Léogâne sits at the intersection of three rivers. Yet not a single NGO was willing to work on shoring up the river bank and creating a sustainable drainage system, according to Philippe. It wasn’t part of their plan; it wasn’t what they’d been fundraising for. Philippe said that only the Canadian Center for International Studies and Cooperation helped reinforce the river banks with rocks, reducing the flood risk by 15 percent. Good, but hardly enough.
“The irony,” said Philippe, “is that all the projects that the NGOs did put money into will get washed away in the floods that will come. The NGOs will continue to finance projects in underdeveloped countries in an underdeveloped way.”

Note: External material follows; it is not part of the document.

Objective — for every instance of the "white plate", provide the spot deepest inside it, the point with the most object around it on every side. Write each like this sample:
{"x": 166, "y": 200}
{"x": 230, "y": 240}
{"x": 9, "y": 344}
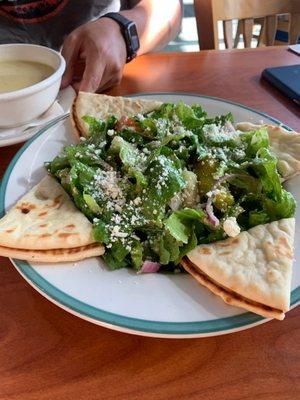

It is not just health NGO’s that are pulling back from efforts in Haiti. Klarreich and Polman write:
…aid groups have been focusing on trimming back their operations or simply getting out by whatever means necessary. NGOs have stopped virtually all water deliveries to the camps, and they no longer repair or clean portable toilets. Meanwhile, an aid listserv, created to share situation reports and humanitarian bulletins, is being used by some aid workers to unload their personal effects and post rental vacancies. A recent deal was in the leafy downtown neighborhood of Pacot: $1,850 a month for a four-bedroom home complete with three round-the-clock security guards. To put this in perspective, the NGOs employing these same workers are offering tent-camp dwellers a one-time relocation gift of $500, paid directly to the landlord for a year’s rent. In the absence of a widespread housing solution, this is what the international aid community has come up with.
“The emergency is over, as far as donors are concerned,” said Valerie Amos of the UN Office for the Coordination of Humanitarian Affairs.
In reality, however, the emergency is far from over. Nearly 400,000 people still live in tent camps, along with dogs, chickens, rats, garbage and overflowing toilets. Thousands more have retreated to earthquake-shattered houses or other makeshift structures forged out of bits of tarp and tent.